OK-third time is a charm, right? She gets pregnant a third time, and the doctors sew her cervix shut and put her on full bedrest, in hopes of maintaining the pregnancy until at least the fetus is viable. At around 20 weeks she goes into labor, and they put her on some serious drugs to stop the labor. It gets to the point, after about another month, that her life is in jeopardy. So they deliver the baby, who weighs about 2 lbs. After a couple weeks in the NICU, they tell this couple that their baby, named Jacob, will not live. At 26 days he dies, and the hospital allowed this woman to stay at the hospital with her dead baby, alone in a room, to hold him and talk to him, for two days. TWO DAYS. It was one of the most amazing things I've ever heard. She said, that by being allowed to do this, she was able to grieve, really grieve, the loss of all her babies.

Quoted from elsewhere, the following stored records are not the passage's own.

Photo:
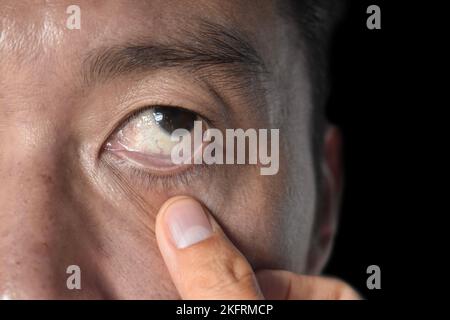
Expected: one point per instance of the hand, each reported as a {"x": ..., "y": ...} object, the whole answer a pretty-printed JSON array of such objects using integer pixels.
[{"x": 204, "y": 264}]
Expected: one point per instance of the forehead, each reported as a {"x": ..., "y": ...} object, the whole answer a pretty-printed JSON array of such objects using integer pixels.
[{"x": 31, "y": 27}]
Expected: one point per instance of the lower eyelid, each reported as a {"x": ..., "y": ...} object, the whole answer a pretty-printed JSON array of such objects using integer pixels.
[{"x": 149, "y": 180}]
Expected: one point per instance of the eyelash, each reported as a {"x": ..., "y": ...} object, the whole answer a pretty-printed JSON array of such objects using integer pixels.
[{"x": 150, "y": 180}]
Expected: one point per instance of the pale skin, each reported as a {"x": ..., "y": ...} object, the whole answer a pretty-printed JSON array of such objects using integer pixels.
[{"x": 66, "y": 200}]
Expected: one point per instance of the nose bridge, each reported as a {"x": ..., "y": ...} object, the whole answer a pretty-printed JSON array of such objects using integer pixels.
[{"x": 31, "y": 184}]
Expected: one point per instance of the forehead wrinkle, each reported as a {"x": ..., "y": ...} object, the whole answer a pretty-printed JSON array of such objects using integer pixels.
[{"x": 29, "y": 30}]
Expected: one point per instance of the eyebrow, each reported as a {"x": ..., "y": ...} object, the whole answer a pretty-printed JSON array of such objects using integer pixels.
[{"x": 212, "y": 47}]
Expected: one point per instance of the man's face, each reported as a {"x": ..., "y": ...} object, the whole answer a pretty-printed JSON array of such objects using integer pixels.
[{"x": 66, "y": 199}]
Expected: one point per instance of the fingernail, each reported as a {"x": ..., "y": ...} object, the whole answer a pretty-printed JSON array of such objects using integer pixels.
[{"x": 187, "y": 223}]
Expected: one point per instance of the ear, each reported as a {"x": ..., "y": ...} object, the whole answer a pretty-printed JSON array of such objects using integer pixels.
[{"x": 325, "y": 223}]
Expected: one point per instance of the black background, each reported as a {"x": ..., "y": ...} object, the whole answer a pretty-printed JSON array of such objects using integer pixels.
[{"x": 367, "y": 103}]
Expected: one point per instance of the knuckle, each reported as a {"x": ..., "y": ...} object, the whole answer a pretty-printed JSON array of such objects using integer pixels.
[{"x": 226, "y": 275}]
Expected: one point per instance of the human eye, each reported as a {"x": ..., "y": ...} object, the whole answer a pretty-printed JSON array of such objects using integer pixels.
[{"x": 144, "y": 139}]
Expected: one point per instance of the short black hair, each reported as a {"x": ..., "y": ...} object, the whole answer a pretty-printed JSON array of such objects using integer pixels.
[{"x": 316, "y": 21}]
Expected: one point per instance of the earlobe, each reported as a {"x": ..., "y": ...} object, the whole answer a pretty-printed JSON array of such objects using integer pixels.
[{"x": 325, "y": 223}]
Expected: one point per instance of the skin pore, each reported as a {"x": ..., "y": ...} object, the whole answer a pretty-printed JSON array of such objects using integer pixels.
[{"x": 66, "y": 200}]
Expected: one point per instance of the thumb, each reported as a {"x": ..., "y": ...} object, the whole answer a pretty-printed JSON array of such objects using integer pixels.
[{"x": 201, "y": 260}]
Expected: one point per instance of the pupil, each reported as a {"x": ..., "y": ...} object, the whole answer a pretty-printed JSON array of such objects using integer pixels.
[{"x": 170, "y": 119}]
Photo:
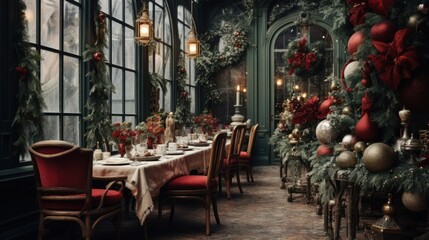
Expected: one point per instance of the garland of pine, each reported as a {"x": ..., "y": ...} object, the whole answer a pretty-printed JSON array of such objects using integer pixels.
[
  {"x": 212, "y": 61},
  {"x": 29, "y": 119},
  {"x": 182, "y": 114},
  {"x": 99, "y": 123}
]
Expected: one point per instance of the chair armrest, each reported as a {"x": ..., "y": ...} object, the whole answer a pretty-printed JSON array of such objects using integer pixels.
[{"x": 117, "y": 180}]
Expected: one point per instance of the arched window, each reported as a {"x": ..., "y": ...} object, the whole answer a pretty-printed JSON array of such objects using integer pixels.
[
  {"x": 285, "y": 83},
  {"x": 54, "y": 29},
  {"x": 184, "y": 23},
  {"x": 121, "y": 56},
  {"x": 161, "y": 55}
]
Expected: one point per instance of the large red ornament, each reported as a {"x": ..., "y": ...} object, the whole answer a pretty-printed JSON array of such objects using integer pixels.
[
  {"x": 414, "y": 93},
  {"x": 101, "y": 17},
  {"x": 324, "y": 150},
  {"x": 366, "y": 130},
  {"x": 325, "y": 106},
  {"x": 97, "y": 56},
  {"x": 383, "y": 31},
  {"x": 355, "y": 41}
]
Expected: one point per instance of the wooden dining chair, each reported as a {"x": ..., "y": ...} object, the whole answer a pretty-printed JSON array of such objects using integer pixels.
[
  {"x": 63, "y": 174},
  {"x": 245, "y": 157},
  {"x": 201, "y": 187},
  {"x": 230, "y": 166}
]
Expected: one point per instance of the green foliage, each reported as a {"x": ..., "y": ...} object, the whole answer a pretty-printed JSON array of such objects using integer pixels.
[
  {"x": 182, "y": 114},
  {"x": 98, "y": 118},
  {"x": 157, "y": 81},
  {"x": 29, "y": 119},
  {"x": 211, "y": 60}
]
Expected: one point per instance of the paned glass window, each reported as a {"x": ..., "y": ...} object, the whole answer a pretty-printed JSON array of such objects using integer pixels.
[
  {"x": 55, "y": 33},
  {"x": 184, "y": 24},
  {"x": 121, "y": 56}
]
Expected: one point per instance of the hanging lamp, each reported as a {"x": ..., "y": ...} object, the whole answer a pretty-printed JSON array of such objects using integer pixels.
[
  {"x": 144, "y": 27},
  {"x": 192, "y": 42}
]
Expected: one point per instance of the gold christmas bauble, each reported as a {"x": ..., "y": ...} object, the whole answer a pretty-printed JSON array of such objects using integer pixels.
[
  {"x": 325, "y": 132},
  {"x": 414, "y": 202},
  {"x": 360, "y": 147},
  {"x": 378, "y": 157},
  {"x": 346, "y": 159},
  {"x": 347, "y": 110}
]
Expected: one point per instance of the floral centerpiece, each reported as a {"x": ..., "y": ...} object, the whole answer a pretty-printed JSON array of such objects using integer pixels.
[
  {"x": 155, "y": 126},
  {"x": 303, "y": 60},
  {"x": 122, "y": 134},
  {"x": 205, "y": 121}
]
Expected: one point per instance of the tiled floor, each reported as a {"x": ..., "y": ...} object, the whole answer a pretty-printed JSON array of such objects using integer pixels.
[{"x": 262, "y": 212}]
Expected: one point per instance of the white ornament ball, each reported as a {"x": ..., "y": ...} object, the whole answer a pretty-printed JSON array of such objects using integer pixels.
[
  {"x": 325, "y": 132},
  {"x": 349, "y": 141},
  {"x": 351, "y": 68},
  {"x": 378, "y": 157}
]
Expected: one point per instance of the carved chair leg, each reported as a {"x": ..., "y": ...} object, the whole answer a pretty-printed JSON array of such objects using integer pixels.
[
  {"x": 238, "y": 181},
  {"x": 214, "y": 202},
  {"x": 207, "y": 214}
]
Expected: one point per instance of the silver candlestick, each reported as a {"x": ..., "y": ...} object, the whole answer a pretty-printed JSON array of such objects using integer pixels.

Now wait, it gets better...
So she gets home from the hospital and they bury this poor little guy. The day after the funeral, she gets a call from her NICU nurse, and she says "I've got a perfectly good uterus. Let's use it." So, this nurse agrees to act as a surrogate for the couple. The mom goes on hormones so she can breast feed the baby when he's born, which she does. They filmed the birth, and the second that baby was delivered, the mom and dad were right there, and they give the baby to her, skin on skin. I was just....blown away. And of course in a pool of tears at this point. Four years later the nurse surrogates again, and this time they had twins. And the mom, the one who lost all the babies, started a foundation to help grieving parents overcome their loss by setting up rooms in hospitals for families to use when children of any age die. I can't imagine how many families may be saved by this simple act.
They had the couple and the nurse on the show. I was just amazed by this story, how completely selfless the act was, how close they stayed. How these women helped each other in what has to be one of the most tragic experiences anyone can have. It was a great way to start my day.